Most farmers, he added, fear to bring their milk to most dairies since most of them lack equipment such as thermo-guns.

Farmers spoke when Heifer International this week donated Personal protective equipment (PPES) and other equipment to more than 24 dairy co-operatives in seven counties that included Nandi, Uasin-Gishu, Embu and Meru.

“We want to appeal to the government to consider supporting our dairy processors to purchase more milk as to mob up excess milk as part of measures to ensure that the sector recovers,” added Rugut, who is also the Nandi county dairy cooperative union chairman.

Milk deliveries

Some farmers like Alice Kiprono who supplies her milk to Tuiyoluk Dairies Farmers’ Co-operative Society in Moiben, Uasin Gishu County, said she had been forced to reduce the amount of milk she supplies to the entity.

The co-operative has recorded a drop in milk deliveries from 3,000 litres to 1,500 litres daily.

Kenya Dairy Board Managing Director Margaret Kibogy acknowledged that there has been a drop in terms of milk coming from the farm to the formal sector as more is consumed back in homes. 

According to the MD, some products such as yoghurt and cheese witnessed drop in sales owing to closure of schools and other institutions. 

“There has been an increase in demand for long life milk products as more consumers stocked more products due to lockdowns and curfews,” added the MD.

She said that the sector had not utilised the 60 per cent of its installed capacity of infrastructure.

“We have developed standards for processed camel milk and this is one area that investors can also diversify their products due to growing demand for these products.

Consumers are also becoming health-conscious and have preference for organic foods,” Kibogy said.

Tetra Park East Africa Managing director Jonathan Kinisu said it was time for processors and other players to adopt technology and diversify into new products to ensure that the sector is on full recovery.

“What we have seen is that the traditional route is being challenged. The consumer needs are changing and to ensure that faster availability needs to embrace e-commerce to survive through post-Covid,” he added.

Milk deliveries dropped by 8.24 million litres in the first half of 2020 compared to a similar period last year with processors receiving 319.1 million litres.
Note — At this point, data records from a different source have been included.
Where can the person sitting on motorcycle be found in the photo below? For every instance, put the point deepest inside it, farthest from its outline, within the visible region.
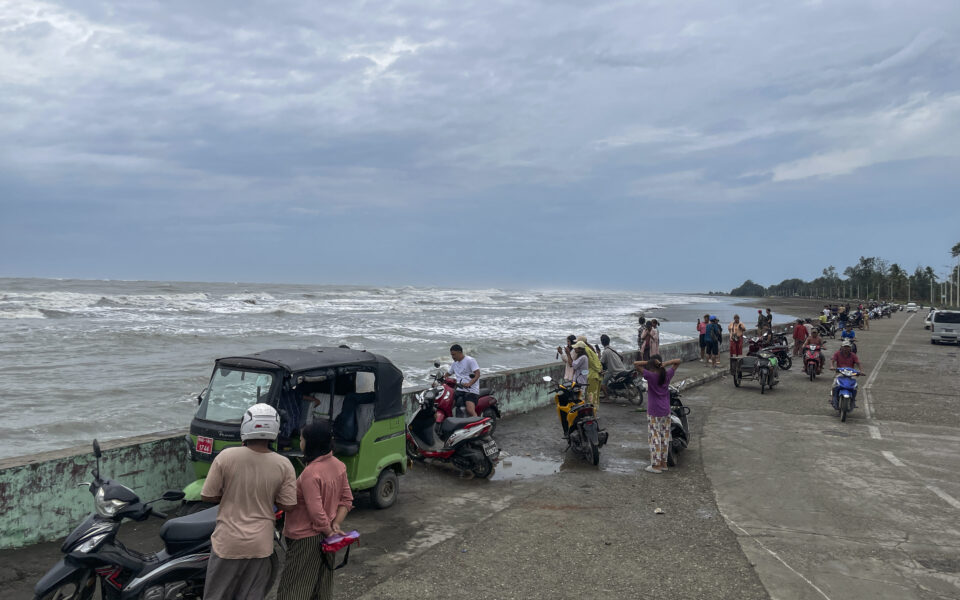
(612, 363)
(849, 334)
(814, 339)
(844, 357)
(800, 334)
(466, 371)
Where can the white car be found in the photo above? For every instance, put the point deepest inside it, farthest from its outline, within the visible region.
(946, 327)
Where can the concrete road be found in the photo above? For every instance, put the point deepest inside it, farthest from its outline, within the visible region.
(869, 508)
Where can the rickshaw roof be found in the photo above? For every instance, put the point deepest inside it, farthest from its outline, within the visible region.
(306, 359)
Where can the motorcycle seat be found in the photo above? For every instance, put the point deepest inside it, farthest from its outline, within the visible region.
(452, 424)
(191, 528)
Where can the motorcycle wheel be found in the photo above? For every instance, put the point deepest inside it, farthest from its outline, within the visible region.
(492, 415)
(385, 492)
(73, 589)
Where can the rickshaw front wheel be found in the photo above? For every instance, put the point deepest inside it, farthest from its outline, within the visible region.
(384, 493)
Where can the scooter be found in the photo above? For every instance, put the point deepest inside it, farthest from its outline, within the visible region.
(679, 431)
(487, 405)
(846, 387)
(93, 551)
(463, 442)
(629, 385)
(779, 348)
(578, 420)
(812, 360)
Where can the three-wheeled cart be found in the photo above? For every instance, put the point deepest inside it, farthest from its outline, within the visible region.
(761, 367)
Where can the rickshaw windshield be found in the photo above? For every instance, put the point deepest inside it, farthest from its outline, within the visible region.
(231, 392)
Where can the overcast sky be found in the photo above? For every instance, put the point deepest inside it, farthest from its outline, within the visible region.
(655, 145)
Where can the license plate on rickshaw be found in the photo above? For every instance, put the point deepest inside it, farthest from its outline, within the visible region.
(204, 445)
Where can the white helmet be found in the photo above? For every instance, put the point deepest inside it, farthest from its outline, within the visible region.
(260, 422)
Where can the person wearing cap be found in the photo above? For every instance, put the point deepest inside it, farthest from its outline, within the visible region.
(845, 357)
(714, 337)
(737, 330)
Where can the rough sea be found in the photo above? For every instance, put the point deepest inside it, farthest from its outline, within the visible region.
(109, 359)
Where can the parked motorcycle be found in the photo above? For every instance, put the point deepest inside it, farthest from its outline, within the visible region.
(578, 420)
(487, 405)
(463, 442)
(812, 360)
(679, 431)
(93, 551)
(777, 346)
(846, 386)
(629, 385)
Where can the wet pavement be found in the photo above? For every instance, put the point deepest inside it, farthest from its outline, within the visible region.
(774, 498)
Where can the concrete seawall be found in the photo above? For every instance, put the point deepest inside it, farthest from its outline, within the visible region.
(40, 500)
While the first three months registered a commendable performance 173.36 million litres, the second quarter witnessed a 20.7 per cent or 35.9 million litres less delivered with 137 million litres reaching factories.

Covid-19, reported in Kenya mid-March, continued to adversely affect the sub-sector with June registering 40.25 million litres, being the lowest since March 2017 when 38.64 million litres were delivered.

Dairy farmers

The soured business environment  for the sub-sector coincides with a new move by the government to ensure dairy farmers enjoy better returns from their produce with the adoption of the regulations that will set a minimum price for their produce, denying processors the liberty of lowering prices at will.

Agriculture Cabinet Secretary Peter Munya said last week that the draft regulations have been completed and are now in the office of the Attorney-General waiting to be gazetted.

He said this will curb arbitrary price cuts, where some processors slash the producer price without justification.